The reason there's few succinct sources is because the effects are all over: stagnant wages, outsourcing and offshoring of high-paying jobs, boosts to stock prices after layoffs, etc.
http://www.epi.org/publications/entry/bp195/The thing to ask them is
why they think tax breaks for high-income people will stimulate the economy?
They're obviously old enough to remember Reagan. Do they remember Reagan's claim that by lowering the tax rates, people would use that money to modernize out industrial plant? Part of the conventional wisdom back then was that every other major manufacturing nation had suffered massive destruction during WW2, so most of their factories were newer and more efficient than ours. Modernizing them would help turn around the problems that were turning the Steel Belt into the Rust Belt.
The wealthy got the tax breaks, but what happened? The money went to Wall Street, and what we got was Mergermania. That stimulated stock prices, and made a lot of money for a few people, but ordinary people were just "fat" that needed to be "trimmed". The modernized factories were mostly built in Mexico and other cheap-labor countries.
The same bait-and-switch sales tactics happened again and again: LBO's, the New Economy, etc. The claim is that this is needed to get ahead of the ball, but the benefits never quite reach the lower levels.
Here's the point: why should they? Making money by real investment (developing a new product or process, or providing the resources to those who do, and getting a piece of the action on the money made from that) involves hard work and real risk of it not panning out. What's a much easier and surer way to make money? Squeezing people: cut wages, cut jobs, make people work longer hours without added pay, sending jobs to cheap-labor countries.
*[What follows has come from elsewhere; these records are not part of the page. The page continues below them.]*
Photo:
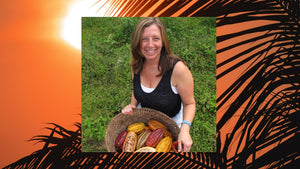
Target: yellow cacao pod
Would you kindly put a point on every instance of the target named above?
(167, 133)
(154, 124)
(136, 127)
(146, 149)
(130, 142)
(164, 145)
(142, 138)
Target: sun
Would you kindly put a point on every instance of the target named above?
(71, 23)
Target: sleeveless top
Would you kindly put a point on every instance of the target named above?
(162, 98)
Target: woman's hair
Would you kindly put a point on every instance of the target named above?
(166, 57)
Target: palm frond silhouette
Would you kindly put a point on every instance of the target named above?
(261, 102)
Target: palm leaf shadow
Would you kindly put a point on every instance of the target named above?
(267, 126)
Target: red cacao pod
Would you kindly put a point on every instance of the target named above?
(120, 140)
(155, 137)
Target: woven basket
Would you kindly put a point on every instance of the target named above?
(120, 123)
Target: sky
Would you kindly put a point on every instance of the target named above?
(40, 71)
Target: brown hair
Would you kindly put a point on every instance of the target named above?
(166, 57)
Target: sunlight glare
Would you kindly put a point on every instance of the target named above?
(71, 23)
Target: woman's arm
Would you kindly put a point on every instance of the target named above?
(128, 110)
(182, 79)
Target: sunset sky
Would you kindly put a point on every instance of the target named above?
(40, 72)
(40, 68)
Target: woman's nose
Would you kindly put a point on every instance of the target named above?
(150, 44)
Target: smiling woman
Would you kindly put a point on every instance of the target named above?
(71, 23)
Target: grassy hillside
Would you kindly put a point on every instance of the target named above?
(106, 76)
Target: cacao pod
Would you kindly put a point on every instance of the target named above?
(120, 140)
(164, 145)
(155, 137)
(154, 124)
(130, 142)
(136, 127)
(146, 149)
(167, 133)
(142, 138)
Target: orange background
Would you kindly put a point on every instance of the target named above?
(40, 75)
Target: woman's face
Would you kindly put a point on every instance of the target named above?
(151, 42)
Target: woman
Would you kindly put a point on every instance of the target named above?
(161, 80)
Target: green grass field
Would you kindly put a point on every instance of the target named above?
(106, 76)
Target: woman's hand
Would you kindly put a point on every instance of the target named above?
(128, 110)
(184, 139)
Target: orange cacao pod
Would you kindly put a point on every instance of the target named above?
(120, 140)
(155, 137)
(154, 124)
(164, 145)
(130, 142)
(136, 127)
(142, 138)
(146, 149)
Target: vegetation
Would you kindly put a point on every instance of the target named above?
(106, 76)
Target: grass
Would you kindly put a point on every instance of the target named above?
(106, 76)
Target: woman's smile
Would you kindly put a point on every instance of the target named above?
(151, 43)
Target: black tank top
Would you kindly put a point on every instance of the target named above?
(162, 98)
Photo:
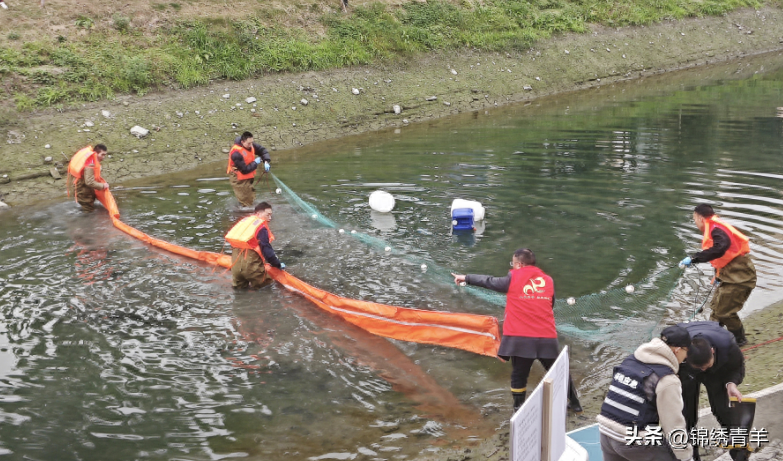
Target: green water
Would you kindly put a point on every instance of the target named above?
(110, 347)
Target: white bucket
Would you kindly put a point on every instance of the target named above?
(478, 209)
(381, 201)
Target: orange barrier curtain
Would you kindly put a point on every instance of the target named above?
(474, 333)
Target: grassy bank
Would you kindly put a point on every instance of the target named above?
(70, 53)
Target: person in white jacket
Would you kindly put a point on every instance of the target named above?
(641, 418)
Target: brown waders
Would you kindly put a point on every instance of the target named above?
(85, 196)
(243, 189)
(737, 280)
(247, 268)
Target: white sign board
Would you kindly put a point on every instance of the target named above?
(526, 424)
(559, 376)
(526, 428)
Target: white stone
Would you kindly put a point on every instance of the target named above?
(381, 201)
(139, 132)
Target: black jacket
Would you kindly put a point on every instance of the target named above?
(266, 248)
(729, 366)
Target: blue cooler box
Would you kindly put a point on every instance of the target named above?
(462, 218)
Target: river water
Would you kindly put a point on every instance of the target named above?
(108, 347)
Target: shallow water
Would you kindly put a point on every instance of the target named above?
(108, 346)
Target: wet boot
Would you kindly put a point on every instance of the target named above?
(573, 398)
(739, 335)
(519, 399)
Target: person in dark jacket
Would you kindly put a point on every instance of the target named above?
(646, 391)
(715, 360)
(529, 332)
(728, 251)
(243, 161)
(247, 261)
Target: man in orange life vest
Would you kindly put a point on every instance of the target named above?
(727, 250)
(243, 161)
(529, 328)
(85, 168)
(251, 242)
All Wall Street cares about is the numbers on the quarterly report, so it doesn't care about how those numbers are gotten. Real investment in development takes a back seat to speculation and liquidation. You can get real fat from eating seed corn, but only if you don't mind a lot of people starving later.
Go to
http://www.barlettandsteele.com/ and look up some of the stories and books these journalists have written over the last 20 years. Try corresponding with them and with the people who've written some of the articles you've found that were too short to include the actual data. They may be able to help point to the data AND to things that better describe things in layman's terms.